支持者说它能抗衰老、加速伤口愈合、抑制炎症、帮助减肥,甚至宣称可以缓解从骨质疏松到阿片戒断的一系列问题。这些说辞听起来像是万能药广告,但翻开任何一个权威医学数据库,你会发现一件事——几乎没有哪个说法能找到像样的证据。正如南加州大学的亚历山大·韦伯(Alexander Weber)所说:“因为没有监管,这就像一场完全自由混战。眼下就是狂野西部。”
“狂野西部”这个词一点都不夸张。没有人确切知道这个不透明市场的规模,估算从1亿美元到30亿美元都有。你想买,网上就能下单,快递直接送上门。这些多肽既不是正式批准的药物,也没有被明令禁止。它们就在灰色地带野蛮生长,直到最近,美国食品药品监督管理局(FDA)的一个顾问委员会投下了一枚重磅炸弹——在几场票数十分接近的投票中,这个委员会建议撤销对几种实验性多肽的监管限制。一旦消息落地,意味着选定的药房可以自己生产这些化合物,医生也能开出处方。

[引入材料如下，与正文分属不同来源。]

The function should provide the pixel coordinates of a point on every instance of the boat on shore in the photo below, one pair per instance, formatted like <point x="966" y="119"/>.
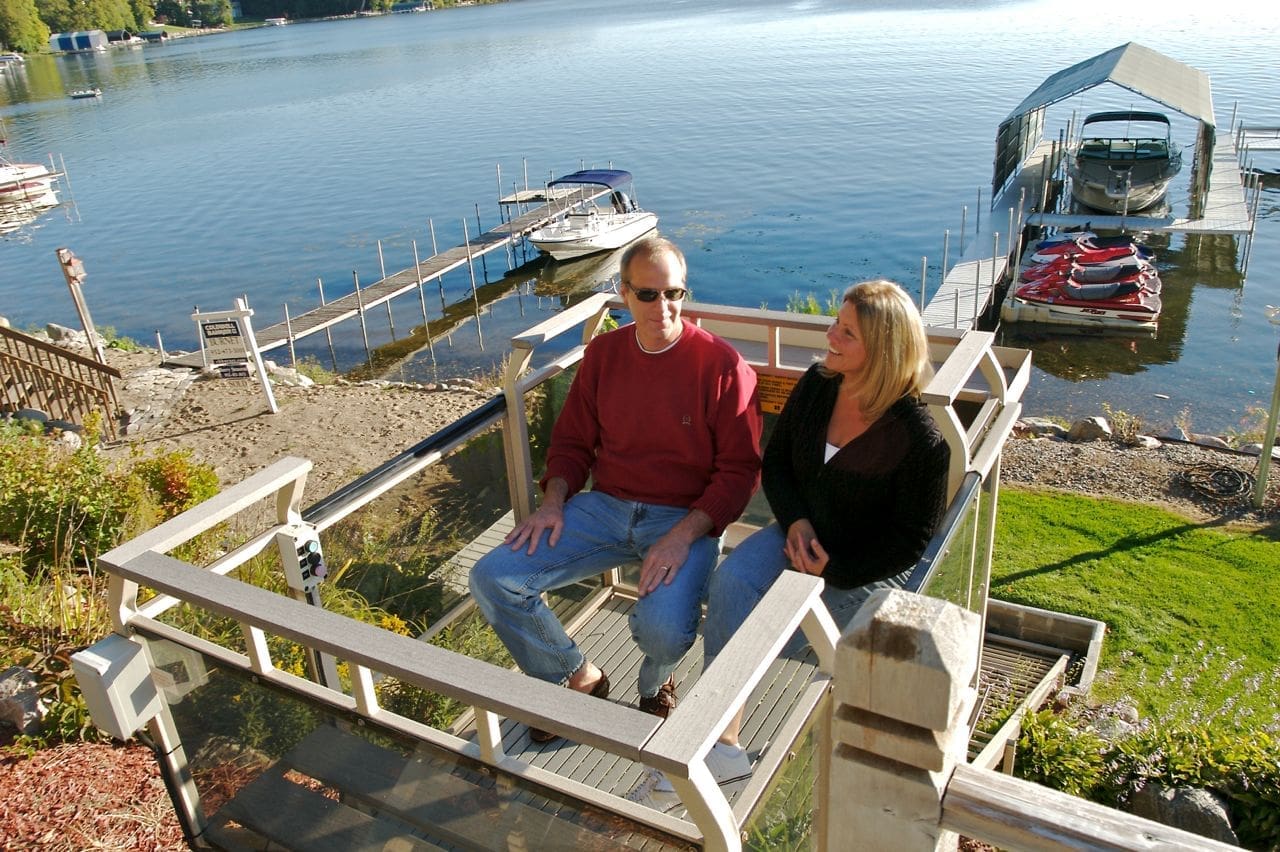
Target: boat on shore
<point x="24" y="182"/>
<point x="586" y="227"/>
<point x="1123" y="161"/>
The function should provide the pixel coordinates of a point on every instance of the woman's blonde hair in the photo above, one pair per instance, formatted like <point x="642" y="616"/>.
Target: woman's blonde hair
<point x="897" y="352"/>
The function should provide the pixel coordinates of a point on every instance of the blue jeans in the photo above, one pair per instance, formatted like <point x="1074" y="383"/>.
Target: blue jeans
<point x="744" y="577"/>
<point x="599" y="532"/>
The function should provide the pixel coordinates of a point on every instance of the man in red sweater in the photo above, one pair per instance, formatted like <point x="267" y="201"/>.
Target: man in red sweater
<point x="663" y="418"/>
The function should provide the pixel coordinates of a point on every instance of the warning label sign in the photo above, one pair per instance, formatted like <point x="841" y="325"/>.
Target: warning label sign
<point x="773" y="392"/>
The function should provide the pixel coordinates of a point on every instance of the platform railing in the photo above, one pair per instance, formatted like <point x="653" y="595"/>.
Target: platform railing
<point x="371" y="653"/>
<point x="897" y="773"/>
<point x="977" y="392"/>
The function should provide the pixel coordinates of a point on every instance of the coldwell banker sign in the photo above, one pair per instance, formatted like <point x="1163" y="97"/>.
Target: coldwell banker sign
<point x="228" y="344"/>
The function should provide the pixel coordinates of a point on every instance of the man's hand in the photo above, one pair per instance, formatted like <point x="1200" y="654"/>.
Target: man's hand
<point x="804" y="550"/>
<point x="668" y="553"/>
<point x="549" y="516"/>
<point x="662" y="563"/>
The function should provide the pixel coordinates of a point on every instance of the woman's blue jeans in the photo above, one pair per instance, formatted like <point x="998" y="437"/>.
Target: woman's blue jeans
<point x="744" y="577"/>
<point x="600" y="532"/>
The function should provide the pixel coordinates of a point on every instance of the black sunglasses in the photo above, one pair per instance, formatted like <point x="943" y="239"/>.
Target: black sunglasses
<point x="673" y="294"/>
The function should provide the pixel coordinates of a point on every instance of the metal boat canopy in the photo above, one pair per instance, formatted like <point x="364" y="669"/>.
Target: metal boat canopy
<point x="1132" y="65"/>
<point x="1125" y="115"/>
<point x="611" y="178"/>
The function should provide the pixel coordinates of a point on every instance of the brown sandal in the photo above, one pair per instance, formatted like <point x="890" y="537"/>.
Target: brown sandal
<point x="599" y="691"/>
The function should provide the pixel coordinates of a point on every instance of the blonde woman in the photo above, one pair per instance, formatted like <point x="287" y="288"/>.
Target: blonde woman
<point x="855" y="473"/>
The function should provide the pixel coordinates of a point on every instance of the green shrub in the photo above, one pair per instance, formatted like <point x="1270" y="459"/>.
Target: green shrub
<point x="59" y="511"/>
<point x="1054" y="752"/>
<point x="809" y="305"/>
<point x="1065" y="754"/>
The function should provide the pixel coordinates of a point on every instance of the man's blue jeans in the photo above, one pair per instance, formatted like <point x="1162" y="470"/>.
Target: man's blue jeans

这个决定的冲击力,连该领域的资深研究者都觉得意外。韦伯称之为“令人震惊的决定”。其实细想一下就明白,FDA顾问委员会的逻辑是这样的:既然人们已经在没有监管的市场里乱买乱用,还不如由有执照的药房来生产、由医生来监督,起码能降低买到劣质产品或错误剂量的风险。这个出发点听起来有道理,但带来的副作用可能更大。因为它无意间传递了一个信息:这些实验性多肽已经被证明安全有效。而事实恰恰相反。南加州大学的李昌翰(Changhan David Lee)一语道破:“这个声明不管带来了什么,至少一件事是确定的——它让多肽世界的能见度更高了。”
多肽的故事远非从昨天才开始。如果我们把时间轴拉回到20世纪20年代,那一年胰岛素成为全球第一款商业化的多肽药物。此后几十年里,人们一直很难像研究其他药物那样分析多肽,因为它的个头实在太小了。绝大多数研究者把少于100个氨基酸的分子归为多肽,氨基酸就是构成蛋白质的砖块。而FDA的划分更严格,要求氨基酸数量不超过40个。做个参照,你体内一个平均大小的蛋白质,大概需要四五百个氨基酸才能拼出来。直到大约25年前,基因测序等技术突飞猛进,科学家们才终于能方便地检测、分析这些微小的分子。李昌翰形容,这等于打开了一道全新的生物学前沿大门。
数据不会骗人。2000年至今,提到多肽的研究论文已经接近230万篇。这个数字刚好是整个20世纪发表数量的两倍。光过去十年,FDA就批准了40多种多肽类治疗药物。当中最革命性的莫过于索马鲁肽。你很可能在新闻或朋友的闲聊里听到过这个名字,它是Ozempic和Wegovy的主要成分,彻底改变了肥胖和2型糖尿病的治疗格局。韦伯说:“它们在多肽领域跨出了一大步。”也是这一步,把多肽从小众保健品货架推进了公众的认知中心。如今网上随便一搜,零售商会直接把装满实验性多肽的小瓶子寄到你门口。
可是,从实验室的索马鲁肽到民间作坊里的抗衰老多肽,中间隔着的不是一道简单的技术鸿沟,而是安全性证据的真空。已经被批准的每一种多肽药物,都走过了严苛的随机对照试验,背后有数万患者参与、持续数年的随访。而现在在美容院里流行的那些注射剂,绝大多数没有经过独立的、大规模的验证。你当然可以举出某个用户说自己皮肤变好了、胃口变小了,但个体感受和置信区间之间隔着万水千山。
更麻烦的地方在于,多肽是一大类物质的总称,而不是某一种特定分子。不同多肽的化学结构、作用机制和安全隐患千差万别。把某种用于促进软骨修复的实验性多肽,和已经成熟应用的胰岛素受体激动剂混为一谈,本身就犯了逻辑错误。FDA顾问委员会想要把关闭的大门推开一条缝,出发点是减少地下市场的伤害,但这条缝一旦打开,可以预料会有越来越多未经证实的安全声明涌入日常医疗实践。
回看整个故事,从20世纪20年代胰岛素开创多肽药用的先河,到技术飞跃撬开研究的新天地,再到索马鲁肽把多肽推上神坛,最后到如今灰色市场的狂飙和监管的犹疑,多肽走过的路径就像一面镜子,照出了现代医学创新的两难:你既不想扼杀可能性,又不想放任伪科学穿上白大褂装作正统。而被夹在中间的消费者,往往很难分辨一管小小的液体里,装的究竟是下一个索马鲁肽,还是又一场披着科学外衣的冒险。